Kinder auf Frühchenstation betroffen

Friedrichshain. Auf der Frühchenstation des Vivantes Klinikums im Friedrichshain wurden Anfang Januar mehrere Babys mit dem sogenannten RS-Virus infiziert.

Das RSV (Respiratorische-Synzytial-Virus) ist ein Erreger, der bei Erwachsenen und gesunden Kindern im Normalfall höchstens eine eher harmlose Erkältung nach sich zieht. Er kann allerdings auch zu Atemwegserkrankungen oder Lungenentzündungen führen. Besonders gefährdet sind Frühgeborene mit einer geschädigten Lunge sowie Kinder mit Herzfehlern und Abwehrschwäche. Bei keinem der betroffenen Säuglinge habe Lebensgefahr bestanden, sagt Vivantes-Sprecherin Mischa Moriceau. "Bei einem Schnelltest wurde bei zehn Babys der Virus festgestellt. Von ihnen waren fünf erkrankt." Zwei waren bis zum 8. Januar wieder gesund, drei weitere mussten auch in den Tagen danach wegen Schnupfen, Bronchitis sowie einer Lungenentzündung behandelt werden. Alle Betroffenen befanden sich auf der Nachsorgestation für Frühgeborene. Die Kinder sind zwischen Anfang November und Anfang Dezember zur Welt gekommen, waren also zum Zeitpunkt ihrer Infektion zwischen vier und acht Wochen alt.
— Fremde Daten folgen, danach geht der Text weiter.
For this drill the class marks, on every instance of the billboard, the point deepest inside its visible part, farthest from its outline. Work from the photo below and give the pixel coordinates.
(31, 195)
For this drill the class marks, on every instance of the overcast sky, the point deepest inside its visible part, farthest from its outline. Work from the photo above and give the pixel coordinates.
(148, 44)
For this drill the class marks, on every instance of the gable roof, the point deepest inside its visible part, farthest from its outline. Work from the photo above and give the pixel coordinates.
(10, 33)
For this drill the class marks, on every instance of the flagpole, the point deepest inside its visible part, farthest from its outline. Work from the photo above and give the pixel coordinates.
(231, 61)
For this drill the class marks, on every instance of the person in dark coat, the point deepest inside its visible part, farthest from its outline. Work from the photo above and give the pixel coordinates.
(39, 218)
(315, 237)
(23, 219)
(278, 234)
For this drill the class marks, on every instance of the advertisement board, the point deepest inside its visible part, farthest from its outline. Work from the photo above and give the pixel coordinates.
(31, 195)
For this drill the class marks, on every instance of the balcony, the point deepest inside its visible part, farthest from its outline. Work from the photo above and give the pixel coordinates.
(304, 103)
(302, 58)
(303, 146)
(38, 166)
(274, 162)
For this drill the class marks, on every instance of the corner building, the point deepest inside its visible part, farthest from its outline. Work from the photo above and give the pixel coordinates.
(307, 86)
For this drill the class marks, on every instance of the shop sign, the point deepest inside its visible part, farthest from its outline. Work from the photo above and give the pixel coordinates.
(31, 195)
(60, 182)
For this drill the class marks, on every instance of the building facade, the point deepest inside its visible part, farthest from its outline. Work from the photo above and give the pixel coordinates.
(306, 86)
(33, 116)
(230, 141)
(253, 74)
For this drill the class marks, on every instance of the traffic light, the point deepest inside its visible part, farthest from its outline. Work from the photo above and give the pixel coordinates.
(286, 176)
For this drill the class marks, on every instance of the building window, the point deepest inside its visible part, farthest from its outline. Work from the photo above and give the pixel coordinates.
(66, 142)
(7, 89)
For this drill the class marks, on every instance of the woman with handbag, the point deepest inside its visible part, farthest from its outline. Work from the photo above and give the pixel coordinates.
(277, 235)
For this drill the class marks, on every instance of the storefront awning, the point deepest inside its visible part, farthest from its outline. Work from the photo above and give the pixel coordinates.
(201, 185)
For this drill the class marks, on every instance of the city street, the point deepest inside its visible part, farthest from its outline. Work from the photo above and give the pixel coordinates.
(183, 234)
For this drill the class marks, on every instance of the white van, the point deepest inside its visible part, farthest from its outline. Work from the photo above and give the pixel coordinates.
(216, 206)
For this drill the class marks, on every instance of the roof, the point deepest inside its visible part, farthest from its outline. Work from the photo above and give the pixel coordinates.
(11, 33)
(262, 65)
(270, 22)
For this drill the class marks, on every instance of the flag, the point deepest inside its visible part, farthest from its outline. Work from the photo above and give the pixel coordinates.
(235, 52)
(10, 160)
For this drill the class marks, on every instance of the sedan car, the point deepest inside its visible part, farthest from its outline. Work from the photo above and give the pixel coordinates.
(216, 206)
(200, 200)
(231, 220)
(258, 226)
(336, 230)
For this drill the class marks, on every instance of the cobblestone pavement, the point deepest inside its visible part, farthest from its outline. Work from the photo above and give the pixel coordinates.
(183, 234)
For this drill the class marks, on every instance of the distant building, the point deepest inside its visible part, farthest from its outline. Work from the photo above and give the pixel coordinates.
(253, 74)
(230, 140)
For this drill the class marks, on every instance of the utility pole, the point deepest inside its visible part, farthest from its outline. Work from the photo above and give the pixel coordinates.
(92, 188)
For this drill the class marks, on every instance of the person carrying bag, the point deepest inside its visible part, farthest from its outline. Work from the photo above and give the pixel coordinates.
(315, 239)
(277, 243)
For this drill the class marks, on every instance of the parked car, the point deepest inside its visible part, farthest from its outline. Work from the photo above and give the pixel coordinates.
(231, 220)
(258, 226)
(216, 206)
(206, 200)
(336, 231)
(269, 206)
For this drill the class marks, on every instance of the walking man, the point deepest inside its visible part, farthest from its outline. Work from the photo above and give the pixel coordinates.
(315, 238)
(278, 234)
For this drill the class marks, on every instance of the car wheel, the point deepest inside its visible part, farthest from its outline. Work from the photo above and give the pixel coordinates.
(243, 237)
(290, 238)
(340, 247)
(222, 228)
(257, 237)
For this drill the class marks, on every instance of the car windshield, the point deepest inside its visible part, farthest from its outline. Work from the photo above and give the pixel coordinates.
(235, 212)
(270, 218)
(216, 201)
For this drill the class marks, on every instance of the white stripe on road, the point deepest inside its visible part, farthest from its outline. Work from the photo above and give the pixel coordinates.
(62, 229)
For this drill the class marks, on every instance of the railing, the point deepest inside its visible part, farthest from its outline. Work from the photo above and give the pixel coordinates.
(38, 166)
Übertragen wird der Virus durch eine sogenannte Tröpfcheninfektion, zum Beispiel Husten oder Niesen. Die Babys könnten sich sowohl bei ihren Eltern, beziehungsweise anderen Angehörigen, als auch beim Krankenhauspersonal angesteckt haben. Die Überträger wissen häufig gar nicht, dass sie sich mit RSV infiziert haben.

Als Konsequenz wurden in der Nachsorgestation bei Vivantes in Friedrichshain zunächst keine neuen Patienten mehr aufgenommen. Außerdem gab es zusätzliche Hygienemaßnahmen, etwa Kittel-, Mund- und Kopfschutz, Handschuhe oder Hände-Desinfektion für Besucher und Personal.

Außer in Friedrichshain meldeten auch andere Berliner Kliniken RSV-Fälle. Etwa in der Charité. Dort waren bereits im Oktober mehrere Kinder, damals nach einer Infektion mit Serratien-Bakterien, erkrankt.